Vous n'allez pas me croire mais la compta c'est comme les vacances : ça se prépare !

guatemala

Imaginez que vous avez gagné un voyage au Guatemala. Je suppose qu'à l'exception d'une minorité érudite, vous êtes, comme tout le monde, ignorant du pays et du guatémaltèque en général.

Vous allez donc chercher et vous renseigner sur le pays, sa culture, son climat, ses plages, sa cuisine et même sa localisation parce que je suis convaincu que certains le situait en Afrique noire. Et ce n'est pas parce que vous ne connaissez pas que vous allez immédiatement refouler le guatémaltèque en le traitant d'indigeste, lui , son pays, ses ascendants et descendants sur huit générations confondues.

 Non ! vous allez préparer vos vacances en voulant savoir où vous allez.

La compta, c'est comme les vacances ! Même si vous n'y connaissez rien, allez voir sur internet ou dans des encyclopédies poussiéreuses ce qu'est un bilan, un compte de résultat, un SIG, à quoi servent ces états et...commencez à savoir les lire sans savoir les établir !
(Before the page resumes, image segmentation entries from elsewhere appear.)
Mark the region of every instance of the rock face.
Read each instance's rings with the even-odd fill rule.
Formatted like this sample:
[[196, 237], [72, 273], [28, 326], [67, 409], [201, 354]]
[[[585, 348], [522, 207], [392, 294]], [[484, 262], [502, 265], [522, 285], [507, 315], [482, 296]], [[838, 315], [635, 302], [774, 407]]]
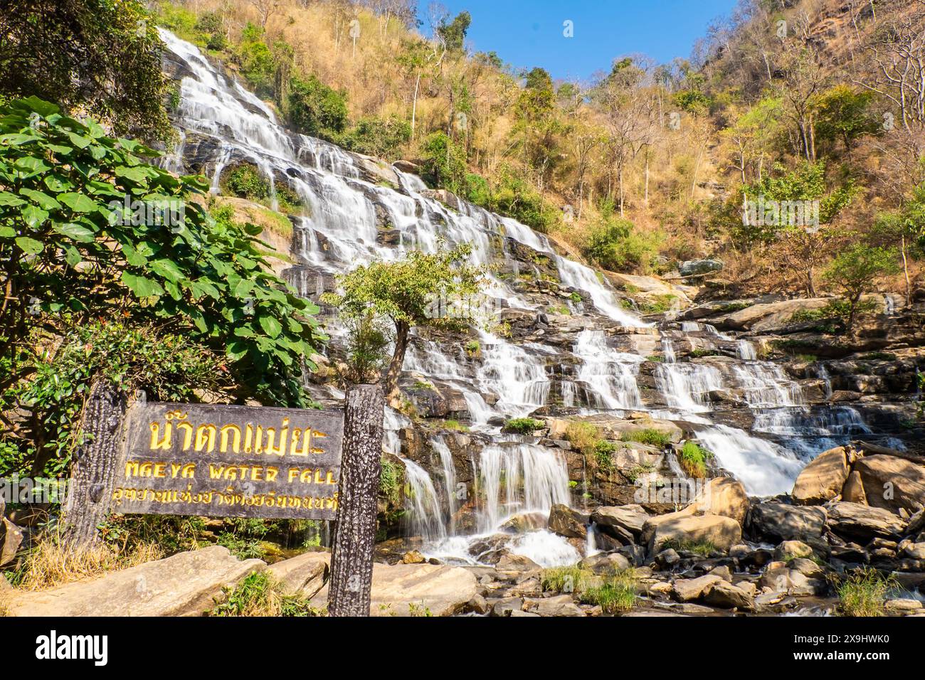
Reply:
[[824, 508], [777, 502], [755, 505], [750, 514], [756, 533], [778, 540], [819, 538], [825, 528], [826, 517]]
[[710, 479], [700, 496], [694, 500], [696, 512], [719, 514], [745, 524], [748, 513], [748, 495], [740, 482], [731, 477]]
[[800, 505], [821, 505], [842, 493], [848, 472], [845, 447], [830, 449], [803, 468], [794, 483], [791, 495]]
[[549, 531], [567, 538], [584, 538], [587, 536], [587, 516], [567, 505], [557, 503], [549, 511]]
[[[672, 513], [659, 519], [654, 526], [651, 520], [646, 523], [651, 528], [649, 551], [653, 554], [668, 542], [711, 543], [721, 550], [728, 550], [742, 539], [742, 527], [730, 517]], [[648, 533], [647, 527], [643, 528], [643, 536]]]
[[311, 599], [327, 581], [330, 562], [327, 552], [303, 552], [270, 564], [266, 571], [283, 584], [288, 593]]
[[605, 505], [591, 513], [591, 521], [602, 531], [619, 527], [623, 532], [629, 532], [635, 537], [642, 533], [642, 526], [648, 519], [648, 513], [640, 505]]
[[906, 523], [889, 510], [843, 501], [829, 508], [829, 525], [843, 538], [866, 542], [898, 536]]
[[8, 607], [15, 616], [200, 616], [212, 609], [223, 587], [265, 567], [260, 560], [241, 562], [227, 548], [211, 546], [92, 581], [18, 593]]
[[[478, 595], [478, 583], [462, 567], [438, 564], [373, 564], [371, 616], [451, 616]], [[313, 604], [327, 601], [327, 586]]]
[[925, 465], [890, 455], [868, 455], [855, 463], [868, 503], [894, 513], [914, 513], [925, 503]]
Parce que le secret de la compta, c'est de commencer à la connaître sans savoir la faire : en gros, c'est comme le Guatemala avant d'y avoir mis les pieds.

Et même si vous ignorez tout des journaux, des grands livres, même si l'évocation de la paperasse vous donne la nausée, même si l'idée de vous frotter à de la compta vous donne des boutons, admettez, dans un élan d'ouverture, que la lecture d'un bilan et d'un compte de résultat n'est pas plus répulsive que l'écoute du journal de 20 heures.

Un effort ! commencez par la fin : lisez ce que d'autres ont "écrit" pour vous, allez voir des bilans sur Infogreffe ou sur Société.com, laissez vous aller à la facilité : un jour, pas demain c'est sûr, vous vous demanderez comment on arrive à construire des trucs pareils !

Je vous laisse à votre prospectus guatémaltèque...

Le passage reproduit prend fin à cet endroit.